| From 352384d5c84ebe40fa77098cc234fe173247d8ef Mon Sep 17 00:00:00 2001 |
| From: "Steven Rostedt (VMware)" <rostedt@goodmis.org> |
| Date: Thu, 22 Jul 2021 21:52:18 -0400 |
| Subject: tracepoints: Update static_call before tp_funcs when adding a tracepoint |
| |
| From: Steven Rostedt (VMware) <rostedt@goodmis.org> |
| |
| commit 352384d5c84ebe40fa77098cc234fe173247d8ef upstream. |
| |
| Because of the significant overhead that retpolines pose on indirect |
| calls, the tracepoint code was updated to use the new "static_calls" that |
| can modify the running code to directly call a function instead of using |
| an indirect caller, and this function can be changed at runtime. |
| |
| In the tracepoint code that calls all the registered callbacks that are |
| attached to a tracepoint, the following is done: |
| |
| it_func_ptr = rcu_dereference_raw((&__tracepoint_##name)->funcs); |
| if (it_func_ptr) { |
| __data = (it_func_ptr)->data; |
| static_call(tp_func_##name)(__data, args); |
| } |
| |
| If there's just a single callback, the static_call is updated to just call |
| that callback directly. Once another handler is added, then the static |
| caller is updated to call the iterator, that simply loops over all the |
| funcs in the array and calls each of the callbacks like the old method |
| using indirect calling. |
| |
| The issue was discovered with a race between updating the funcs array and |
| updating the static_call. The funcs array was updated first and then the |
| static_call was updated. This is not an issue as long as the first element |
| in the old array is the same as the first element in the new array. But |
| that assumption is incorrect, because callbacks also have a priority |
| field, and if there's a callback added that has a higher priority than the |
| callback on the old array, then it will become the first callback in the |
| new array.
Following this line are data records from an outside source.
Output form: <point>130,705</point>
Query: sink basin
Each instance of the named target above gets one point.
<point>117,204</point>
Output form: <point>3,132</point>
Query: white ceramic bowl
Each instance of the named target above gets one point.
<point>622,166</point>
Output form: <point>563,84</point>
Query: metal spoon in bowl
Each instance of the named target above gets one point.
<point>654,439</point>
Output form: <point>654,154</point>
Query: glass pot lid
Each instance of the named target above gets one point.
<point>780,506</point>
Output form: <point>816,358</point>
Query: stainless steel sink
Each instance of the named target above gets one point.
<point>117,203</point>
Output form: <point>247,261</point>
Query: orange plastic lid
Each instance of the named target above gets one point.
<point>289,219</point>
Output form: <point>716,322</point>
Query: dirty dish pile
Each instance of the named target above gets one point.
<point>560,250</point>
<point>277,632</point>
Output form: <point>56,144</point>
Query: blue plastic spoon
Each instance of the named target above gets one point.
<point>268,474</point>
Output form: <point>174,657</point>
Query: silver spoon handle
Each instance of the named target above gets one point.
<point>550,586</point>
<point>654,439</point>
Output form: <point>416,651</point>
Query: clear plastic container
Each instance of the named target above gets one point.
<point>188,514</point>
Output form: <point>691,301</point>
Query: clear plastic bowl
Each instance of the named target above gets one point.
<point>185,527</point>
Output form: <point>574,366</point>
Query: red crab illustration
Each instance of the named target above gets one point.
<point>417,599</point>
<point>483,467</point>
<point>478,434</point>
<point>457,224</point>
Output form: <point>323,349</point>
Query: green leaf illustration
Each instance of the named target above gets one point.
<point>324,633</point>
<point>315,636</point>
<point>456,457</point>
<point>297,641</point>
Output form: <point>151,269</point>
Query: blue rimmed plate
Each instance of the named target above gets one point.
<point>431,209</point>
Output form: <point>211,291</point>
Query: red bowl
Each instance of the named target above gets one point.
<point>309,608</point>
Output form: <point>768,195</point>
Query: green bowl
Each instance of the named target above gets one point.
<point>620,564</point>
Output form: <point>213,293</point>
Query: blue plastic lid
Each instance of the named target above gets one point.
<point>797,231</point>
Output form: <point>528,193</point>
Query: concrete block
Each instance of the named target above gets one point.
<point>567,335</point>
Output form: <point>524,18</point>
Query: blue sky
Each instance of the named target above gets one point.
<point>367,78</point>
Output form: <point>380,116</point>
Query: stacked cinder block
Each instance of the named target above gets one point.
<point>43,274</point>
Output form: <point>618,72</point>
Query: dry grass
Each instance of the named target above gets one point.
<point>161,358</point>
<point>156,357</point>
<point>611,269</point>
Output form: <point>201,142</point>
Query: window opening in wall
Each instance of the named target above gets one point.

This means that it is possible to call the old callback with |
| the new callback data element, which can cause a kernel panic. |
| |
| static_call = callback1() |
| funcs[] = {callback1,data1}; |
| callback2 has higher priority than callback1 |
| |
| CPU 1 CPU 2 |
| ----- ----- |
| |
| new_funcs = {callback2,data2}, |
| {callback1,data1} |
| |
| rcu_assign_pointer(tp->funcs, new_funcs); |
| |
| /* |
| * Now tp->funcs has the new array |
| * but the static_call still calls callback1 |
| */ |
| |
| it_func_ptr = tp->funcs [ new_funcs ] |
| data = it_func_ptr->data [ data2 ] |
| static_call(callback1, data); |
| |
| /* Now callback1 is called with |
| * callback2's data */ |
| |
| [ KERNEL PANIC ] |
| |
| update_static_call(iterator); |
| |
| To prevent this from happening, always switch the static_call to the |
| iterator before assigning the tp->funcs to the new array. The iterator will |
| always properly match the callback with its data. |
| |
| To trigger this bug: |
| |
| In one terminal: |
| |
| while :; do hackbench 50; done |
| |
| In another terminal |
| |
| echo 1 > /sys/kernel/tracing/events/sched/sched_waking/enable |
| while :; do |
| echo 1 > /sys/kernel/tracing/set_event_pid; |
| sleep 0.5 |
| echo 0 > /sys/kernel/tracing/set_event_pid; |
| sleep 0.5 |
| done |
| |
| And it doesn't take long to crash. This is because the set_event_pid adds |
| a callback to the sched_waking tracepoint with a high priority, which will |
| be called before the sched_waking trace event callback is called. |
| |
| Note, the removal to a single callback updates the array first, before |
| changing the static_call to single callback, which is the proper order as |
| the first element in the array is the same as what the static_call is |
| being changed to. |
| |
| Link: https://lore.kernel.org/io-uring/4ebea8f0-58c9-e571-fd30-0ce4f6f09c70@samba.org/ |
| |
| Cc: stable@vger.kernel.org |
| Fixes: d25e37d89dd2f ("tracepoint: Optimize using static_call()") |
| Reported-by: Stefan Metzmacher <metze@samba.org> |
| tested-by: Stefan Metzmacher <metze@samba.org> |
| Signed-off-by: Steven Rostedt (VMware) <rostedt@goodmis.org> |
| Signed-off-by: Greg Kroah-Hartman <gregkh@linuxfoundation.org> |
| --- |
| kernel/tracepoint.c | 2 +- |
| 1 file changed, 1 insertion(+), 1 deletion(-) |
| |
| --- a/kernel/tracepoint.c |
| +++ b/kernel/tracepoint.c |
| @@ -299,8 +299,8 @@ static int tracepoint_add_func(struct tr |
| * a pointer to it. This array is referenced by __DO_TRACE from |
| * include/linux/tracepoint.h using rcu_dereference_sched(). |
| */ |
| - rcu_assign_pointer(tp->funcs, tp_funcs); |
| tracepoint_update_call(tp, tp_funcs, false); |
| + rcu_assign_pointer(tp->funcs, tp_funcs); |
| static_key_enable(&tp->key); |
| |
| release_probes(old); |